Rupanya tanah yang sudah dibeli seluas 14.120 m² dengan harga f 31.500 itu, Gemeenteraad juga belum dapat segera mendirikan gedung untuk kantor wali kota. Baru setelah ada ketetepan untuk posisi jabatan wali kota, yakni Wali Kota pertama Madiun, Roelof Andriaan Schotman, pada November 1928 mulai dilakukan rencana pembangunan gedung balai kota secara implementatif. Pada 1 Februari 1929 Gemeenteraad menerima usulan yang pertama dari empat usulan yang ditawarkan, yaitu usulan pembangunan gedung yang berloteng atau bertingkat dengan biaya yang tertinggi, yaitu sebesar f 117.865. Itupun Gemeenteraad masih harus menggelontorkan uang tambahan sejumlah f 65.000 untuk mencukupi pendirian gedung tersebut.
Selanjutnya, desain gedungnya dipercayakan kepada arsitek Belanda Arthur Amandus Fermont di Batavia, dan sekaligus pengerjaannya ditangani oleh biro arsitek milik sang arsitek dengan nama NV Archictecten-Ingenieursbureau Fermont te Weltevreden en Ed. Cuypers te Amsterdam, atau secara singkat dikenal dengan nama Biro Arsitek Fermont-Cuypers. Teken kontraknya dilakukan pada 27 Maret 1929, kemudian pengerjaannya dimulai pada 30 November 1929.
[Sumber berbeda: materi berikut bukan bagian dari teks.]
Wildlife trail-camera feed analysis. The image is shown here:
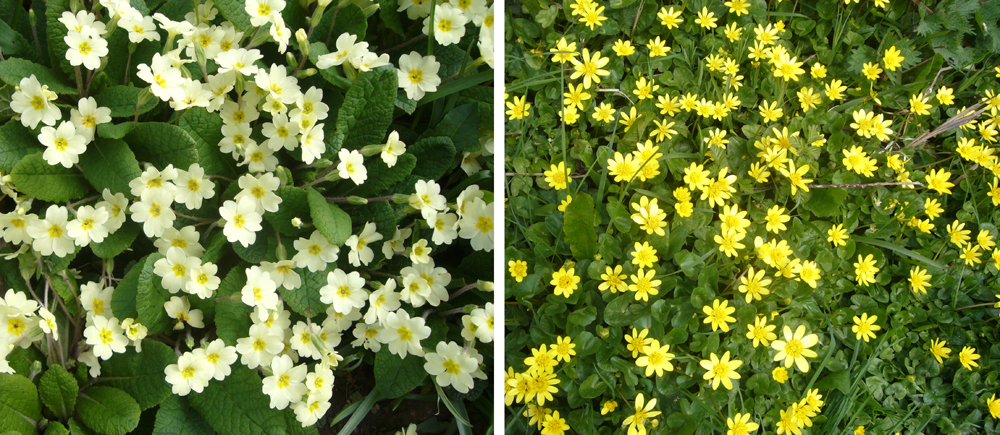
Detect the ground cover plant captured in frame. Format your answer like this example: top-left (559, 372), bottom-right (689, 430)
top-left (504, 0), bottom-right (1000, 435)
top-left (0, 0), bottom-right (494, 435)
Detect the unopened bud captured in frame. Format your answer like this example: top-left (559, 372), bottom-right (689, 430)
top-left (361, 145), bottom-right (384, 157)
top-left (295, 29), bottom-right (309, 57)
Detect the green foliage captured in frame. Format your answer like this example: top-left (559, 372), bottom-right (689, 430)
top-left (375, 347), bottom-right (427, 399)
top-left (101, 342), bottom-right (177, 410)
top-left (327, 67), bottom-right (398, 154)
top-left (125, 122), bottom-right (198, 170)
top-left (38, 365), bottom-right (80, 419)
top-left (80, 138), bottom-right (142, 197)
top-left (188, 365), bottom-right (286, 435)
top-left (76, 387), bottom-right (141, 435)
top-left (10, 152), bottom-right (90, 202)
top-left (306, 188), bottom-right (351, 246)
top-left (0, 373), bottom-right (42, 435)
top-left (0, 58), bottom-right (76, 94)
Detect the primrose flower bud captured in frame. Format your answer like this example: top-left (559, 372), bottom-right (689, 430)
top-left (295, 29), bottom-right (309, 56)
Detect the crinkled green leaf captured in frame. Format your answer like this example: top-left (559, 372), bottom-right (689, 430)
top-left (94, 85), bottom-right (159, 118)
top-left (0, 373), bottom-right (42, 434)
top-left (90, 221), bottom-right (140, 259)
top-left (98, 342), bottom-right (177, 409)
top-left (125, 122), bottom-right (198, 170)
top-left (76, 387), bottom-right (142, 435)
top-left (188, 364), bottom-right (286, 435)
top-left (11, 153), bottom-right (90, 202)
top-left (352, 153), bottom-right (417, 197)
top-left (278, 265), bottom-right (336, 318)
top-left (153, 395), bottom-right (215, 435)
top-left (180, 107), bottom-right (238, 179)
top-left (406, 136), bottom-right (455, 179)
top-left (375, 347), bottom-right (427, 399)
top-left (111, 255), bottom-right (146, 320)
top-left (309, 3), bottom-right (368, 46)
top-left (97, 121), bottom-right (135, 139)
top-left (38, 364), bottom-right (80, 418)
top-left (563, 193), bottom-right (597, 260)
top-left (306, 187), bottom-right (351, 246)
top-left (215, 0), bottom-right (253, 32)
top-left (135, 252), bottom-right (173, 335)
top-left (327, 65), bottom-right (397, 153)
top-left (423, 103), bottom-right (482, 153)
top-left (0, 58), bottom-right (76, 94)
top-left (80, 138), bottom-right (142, 198)
top-left (0, 119), bottom-right (45, 174)
top-left (215, 266), bottom-right (253, 346)
top-left (264, 186), bottom-right (310, 237)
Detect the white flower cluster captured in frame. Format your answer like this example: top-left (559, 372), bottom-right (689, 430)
top-left (0, 290), bottom-right (59, 374)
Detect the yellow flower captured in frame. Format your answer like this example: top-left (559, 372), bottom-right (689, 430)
top-left (622, 393), bottom-right (660, 435)
top-left (694, 7), bottom-right (719, 29)
top-left (936, 86), bottom-right (955, 106)
top-left (549, 38), bottom-right (580, 63)
top-left (931, 338), bottom-right (951, 364)
top-left (861, 62), bottom-right (882, 80)
top-left (701, 299), bottom-right (736, 332)
top-left (593, 103), bottom-right (615, 124)
top-left (563, 83), bottom-right (590, 110)
top-left (958, 346), bottom-right (979, 371)
top-left (524, 344), bottom-right (559, 374)
top-left (757, 100), bottom-right (784, 122)
top-left (507, 260), bottom-right (528, 282)
top-left (771, 366), bottom-right (788, 384)
top-left (656, 6), bottom-right (684, 29)
top-left (699, 351), bottom-right (743, 390)
top-left (780, 162), bottom-right (813, 195)
top-left (570, 48), bottom-right (611, 89)
top-left (851, 313), bottom-right (882, 343)
top-left (541, 411), bottom-right (570, 435)
top-left (747, 316), bottom-right (778, 349)
top-left (774, 53), bottom-right (806, 82)
top-left (552, 336), bottom-right (576, 362)
top-left (628, 269), bottom-right (660, 302)
top-left (597, 265), bottom-right (628, 293)
top-left (771, 325), bottom-right (819, 373)
top-left (556, 195), bottom-right (573, 212)
top-left (507, 95), bottom-right (531, 120)
top-left (618, 107), bottom-right (642, 133)
top-left (854, 254), bottom-right (879, 287)
top-left (632, 242), bottom-right (660, 268)
top-left (825, 79), bottom-right (847, 101)
top-left (580, 4), bottom-right (608, 29)
top-left (910, 92), bottom-right (931, 115)
top-left (909, 266), bottom-right (932, 294)
top-left (882, 45), bottom-right (905, 71)
top-left (550, 266), bottom-right (580, 298)
top-left (635, 340), bottom-right (674, 378)
top-left (986, 393), bottom-right (1000, 419)
top-left (726, 413), bottom-right (760, 435)
top-left (764, 205), bottom-right (792, 234)
top-left (795, 87), bottom-right (823, 112)
top-left (544, 162), bottom-right (570, 190)
top-left (809, 62), bottom-right (826, 80)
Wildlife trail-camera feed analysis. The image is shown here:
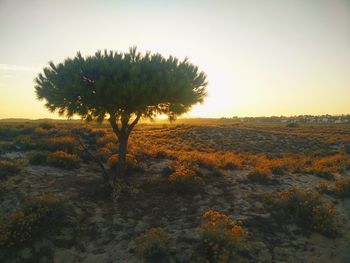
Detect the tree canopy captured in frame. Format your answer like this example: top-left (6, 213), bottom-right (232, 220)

Dalam proyek ini, Biro Arsitek Fermont-Cuypers menggandeng perusahaan marmer terkenal dari Surabaya, Al Marmi Italiani Soerabaja, untuk menghiasi dinding depan balai kota. Selain itu, juga melibatkan seniman Mia Lyons dari Yogyakarta untuk mendekorasi ruangan dewan yang berada di lantai dua. Mia Lyons bernama asli Mevrouw (Nyonya) Cleton.
Pengerjaan gedung ini selesai pada 1 Agustus 1930, dan peresmiannya dilakukan secara meriah. Peresmian dpimpin langsung oleh Burgemeester pertama Madiun Schotman, dan dihadiri juga oleh Residen Madiun H.C. van Den Bosch.
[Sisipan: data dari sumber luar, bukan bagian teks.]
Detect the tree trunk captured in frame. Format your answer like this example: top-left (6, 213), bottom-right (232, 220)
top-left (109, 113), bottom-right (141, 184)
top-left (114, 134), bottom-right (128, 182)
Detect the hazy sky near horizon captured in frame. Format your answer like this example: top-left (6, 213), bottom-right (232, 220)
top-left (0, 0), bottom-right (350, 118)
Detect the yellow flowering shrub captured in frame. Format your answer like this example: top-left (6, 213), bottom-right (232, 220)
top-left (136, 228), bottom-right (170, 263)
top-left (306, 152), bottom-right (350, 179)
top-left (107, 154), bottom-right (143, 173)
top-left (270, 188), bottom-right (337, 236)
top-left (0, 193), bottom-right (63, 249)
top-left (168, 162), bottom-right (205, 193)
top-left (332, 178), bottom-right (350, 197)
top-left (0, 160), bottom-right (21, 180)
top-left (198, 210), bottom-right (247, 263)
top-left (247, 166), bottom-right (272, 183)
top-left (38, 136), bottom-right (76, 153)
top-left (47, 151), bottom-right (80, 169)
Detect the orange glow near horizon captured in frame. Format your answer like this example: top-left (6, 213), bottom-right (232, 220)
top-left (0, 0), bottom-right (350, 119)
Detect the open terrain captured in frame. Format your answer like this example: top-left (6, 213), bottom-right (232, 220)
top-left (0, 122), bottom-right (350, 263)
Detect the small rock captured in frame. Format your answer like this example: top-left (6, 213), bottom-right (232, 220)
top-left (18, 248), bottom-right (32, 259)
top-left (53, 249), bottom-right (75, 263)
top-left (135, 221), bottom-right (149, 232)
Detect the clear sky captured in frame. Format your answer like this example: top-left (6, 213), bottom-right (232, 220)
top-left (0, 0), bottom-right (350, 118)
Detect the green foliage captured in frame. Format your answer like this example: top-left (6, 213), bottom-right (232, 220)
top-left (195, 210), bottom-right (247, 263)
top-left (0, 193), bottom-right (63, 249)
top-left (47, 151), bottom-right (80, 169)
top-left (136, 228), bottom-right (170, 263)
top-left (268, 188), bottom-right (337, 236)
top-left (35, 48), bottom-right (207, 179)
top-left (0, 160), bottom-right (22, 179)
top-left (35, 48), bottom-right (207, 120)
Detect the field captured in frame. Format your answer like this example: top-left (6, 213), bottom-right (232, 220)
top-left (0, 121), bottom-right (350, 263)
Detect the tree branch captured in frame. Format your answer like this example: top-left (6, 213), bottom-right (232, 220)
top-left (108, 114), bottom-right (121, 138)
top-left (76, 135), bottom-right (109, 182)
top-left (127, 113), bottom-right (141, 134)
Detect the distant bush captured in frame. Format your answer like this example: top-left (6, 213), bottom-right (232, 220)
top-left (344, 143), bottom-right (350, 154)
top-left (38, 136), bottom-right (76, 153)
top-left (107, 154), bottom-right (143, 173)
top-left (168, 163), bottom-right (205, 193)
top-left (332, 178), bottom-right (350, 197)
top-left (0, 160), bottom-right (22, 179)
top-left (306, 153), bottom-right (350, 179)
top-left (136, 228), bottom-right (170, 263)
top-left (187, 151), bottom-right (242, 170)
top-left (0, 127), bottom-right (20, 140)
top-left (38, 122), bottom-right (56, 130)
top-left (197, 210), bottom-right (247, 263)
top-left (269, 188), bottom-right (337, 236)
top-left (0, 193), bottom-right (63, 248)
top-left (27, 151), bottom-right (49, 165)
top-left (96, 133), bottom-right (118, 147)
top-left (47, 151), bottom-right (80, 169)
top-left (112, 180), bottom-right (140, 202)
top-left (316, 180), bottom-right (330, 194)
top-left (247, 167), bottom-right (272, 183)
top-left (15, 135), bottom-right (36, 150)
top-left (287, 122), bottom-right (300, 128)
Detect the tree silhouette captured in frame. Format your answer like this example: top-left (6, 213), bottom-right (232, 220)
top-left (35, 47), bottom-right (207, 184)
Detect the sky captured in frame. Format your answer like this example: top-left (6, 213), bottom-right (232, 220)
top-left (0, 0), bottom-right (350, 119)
Pada masa pendudukan Jepang, gedung balai kota ini tetap digunakan kantor wali kota dengan sebutan Madiun Shiyakusho, dengan pejabat wali kota kala itu adalah Shicho (Wali Kota) Soesanto Tirtoprodjo. Kemudian setelah kemerdekaan, gedung itu tetap difungsikan sebagai gedung balai kota hingga sekarang.
Dilihat dari fasadnya, gedung balai kota yang berlantai dua dan bermenara ini memiliki gaya arsitektur Nieuwe Bouwen. Gaya arsitektur ini merupakan arsitektur modern Belanda yang umumnya mengedepankan cahaya, udara, dan ruang. Istilah ini mulai berkembang di Belanda pada tahun 1920-an, dan kemudian dibawa ke Hindia Belanda dengan penyesuaian terhadap iklim dan teknologi setempat.
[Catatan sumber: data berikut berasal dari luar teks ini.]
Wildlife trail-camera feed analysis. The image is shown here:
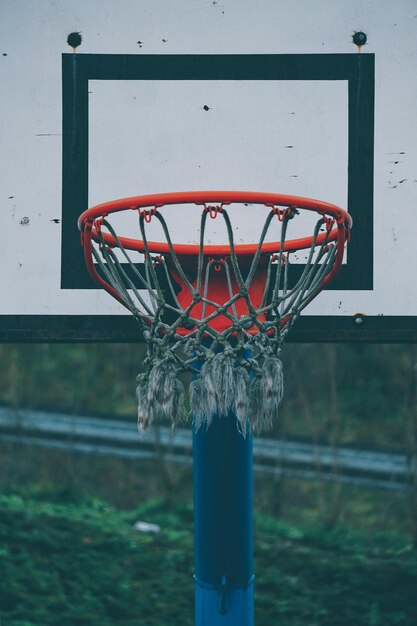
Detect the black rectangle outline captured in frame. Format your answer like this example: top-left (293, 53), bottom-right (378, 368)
top-left (17, 54), bottom-right (376, 342)
top-left (61, 54), bottom-right (374, 290)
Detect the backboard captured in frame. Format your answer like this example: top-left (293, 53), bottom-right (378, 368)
top-left (0, 0), bottom-right (417, 341)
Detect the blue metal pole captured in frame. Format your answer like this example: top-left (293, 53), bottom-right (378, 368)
top-left (193, 415), bottom-right (254, 626)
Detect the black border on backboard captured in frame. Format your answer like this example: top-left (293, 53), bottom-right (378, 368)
top-left (61, 54), bottom-right (374, 290)
top-left (4, 54), bottom-right (396, 342)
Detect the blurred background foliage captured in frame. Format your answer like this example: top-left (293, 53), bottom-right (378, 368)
top-left (0, 344), bottom-right (415, 449)
top-left (0, 344), bottom-right (417, 626)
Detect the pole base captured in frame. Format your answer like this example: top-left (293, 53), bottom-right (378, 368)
top-left (194, 577), bottom-right (254, 626)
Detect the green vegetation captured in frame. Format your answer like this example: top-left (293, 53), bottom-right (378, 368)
top-left (0, 344), bottom-right (417, 626)
top-left (0, 489), bottom-right (417, 626)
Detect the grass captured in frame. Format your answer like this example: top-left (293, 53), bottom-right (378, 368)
top-left (0, 489), bottom-right (417, 626)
Gaya ini dianggap sebagai pelopor dari International Style. Karakteristik Nieuwe Bouwen meliputi atap datar, gevel horisontal, volume bangunan yang berbentuk kubus, serta warna putih. Namun untuk atap gedung balai kota ini secara formal tidak menyatakan beratap datar, melainkan telah disesuaikan dengan atap yang ada di Jawa yaitu atap limasan dengan kemiringan tertentu.
Dulu, ditengah-tengah halaman depan terdapat sebuah fontein (air mancur). Di sebelah kiri dan kanan dari bangunan utama ada pintu masuk ke kantor-kantor layanan publik yang bernaung di dalam kompleks gedung tersebut.
Di pekarangan tengah terdapat taman yang tengahnya berbentuk bulat. Pekarangan ini bisa dilihat dari kantor burgemeester dan commisie yang berada di lantai dua bangunan utama. Ruang sekretaris berada di sebelah utara bangunan utama, dan di sebelah kanan terdapat menara. Di atas menara ini dulu dipasang empat jam dinding besar, tapi sekarang diganti logo Kota Madiun.
Galeri yang berada di sebelah utara menghadap ke pekarangan tengah. Semua galeri tidak tertutup, hanya saja disekat dengan dinding setengah tinggi (partisi) dan loket-loket berada di antara tiang-tiangnya digunakan untuk melayani publik sambil menunggu di galeri tersebut.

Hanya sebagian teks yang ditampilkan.